The trouble is that when you or I make a split second decision we (if we survive) can tell the investigators, courts and jury that it was a split second decision or impulsive response - and the humans we are talking to will probably accept an error in judgement.

Cost tables make the decision premeditated. The corporation decides who to kill? If an accident is calculated to be 100% unavoidable would the AI run a vehicle with one occupant off the road and into a tree (hoping that the airbag and other safety systems would protect the passenger) instead of hitting a group of pedestrians?

The AI should not know the identities of the potential victims and calculate the value of each life as suggested in the original article. But if it did, how would people feel about a company that set a value on each human life then decided who lived based on the cost? An AI that calculates that if they hit person A the monetary loss would be more than if they hit person B. Based solely on statistics, person A's future earnings is higher than person B. Should the cost table include political and PR costs? The AI swerved to avoid a group of children and killed a person working on a cure for cancer (their research died with them). I'd rather the AI didn't know.

If you or I or any human had to explain to a court or jury that we decided to kill an old person instead of a young person or a person of one race or gender instead of another (even if strictly following statistical outcomes) we would be considered monsters. The AI shound't be deciding which human dies.

Human vs animal is an easier decision. But when calculating the outcome of hitting a dog vs a group of children the AI should find another outcome. What are the odds one of the children would step out in traffic and try to save the dog? Stick that in your cost table. Thirty years from now *IF* every car is connected new solutions may be possible such as stopping opposing traffic and giving the vehicle that would have hit the dog another outcome. That sort of integration is a long way off.



NYDutch said:


> And all that doesn't take into consideration that AI's don't get distracted and have faster reaction times, so are much more likely to sense a potential situation in time to take other action, like simply braking sooner than humans.


And that is the real answer to the question of which person an AI should kill: none of the above.


----------



## NYDutch (Dec 28, 2013)

Obviously "none of the above" is always the preferred answer, just not always a possible answer. Of course an AI cannot realistically place an economic value on any life, human or otherwise, and that's not what "cost tables" are for. What a cost table does is help the AI determine which decision will cause the least damage to life and property. If that means driving into a bridge abutment with one person on board instead hitting a group of 6 people, and yes it's never quite that simplistic of course, is that really any different than a pilot electing to crash his failed airplane into a parking lot instead of a school building? Humans often do make the best decision in those situations, but since humans are subject to panic and a strong survival instinct, neither of which affect an AI, the AI should be likely to make the least harmful decision more often. There are many driving situations where I have no idea how an AI operator would react, but then I don't necessarily know how human drivers would react either. For instance, I once deliberately put my car into a side slide on black ice to avoid t-boning a car sliding sideways towards me so we would hit with the largest contact area to absorb the energy. No one was injured and both cars were driven away with just relatively minor sheet metal damage, and the loss of a side mirror on one car. What would an AI do in that situation? Beats me...


----------



## James Long (Apr 17, 2003)

At this point when AI doesn't now what to do it gives up and expects the "safety driver" to take over. Whether that driver is alert and ready to react or watching The Voice via streaming on their cell phone "NOT ME" becomes the driver. I have not seen the plan for vehicles without safety drivers.

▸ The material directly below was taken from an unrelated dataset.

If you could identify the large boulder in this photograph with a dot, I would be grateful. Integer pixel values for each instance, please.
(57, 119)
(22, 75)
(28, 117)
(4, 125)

"Beats me" is a good answer for a human. Error 404 solution not found. Collect data to be recovered by headquarters to teach the next version of the AI what it should or should not do. If the vehicle cannot be programmed to avoid death or injury then make a moral judgement that the company can stand behind. (And watch out for the actuaries who note that the insurance payout for a death could be less than the insurance payout for a serious injury that could lead to a long lifetime of pain and long term care.)


----------



## NYDutch (Dec 28, 2013)

One of the articles I linked to about the Waymo totally driverless taxi rollout mentions a human team that the car contacts when it doesn't have a solution to a new situation. That should add significantly to the learning database over time, especially when combined with the million miles a month of experience Waymo's cars are currently piling up.


----------



## James Long (Apr 17, 2003)

Yep ... Contacting live tech support will help with split second decisions. 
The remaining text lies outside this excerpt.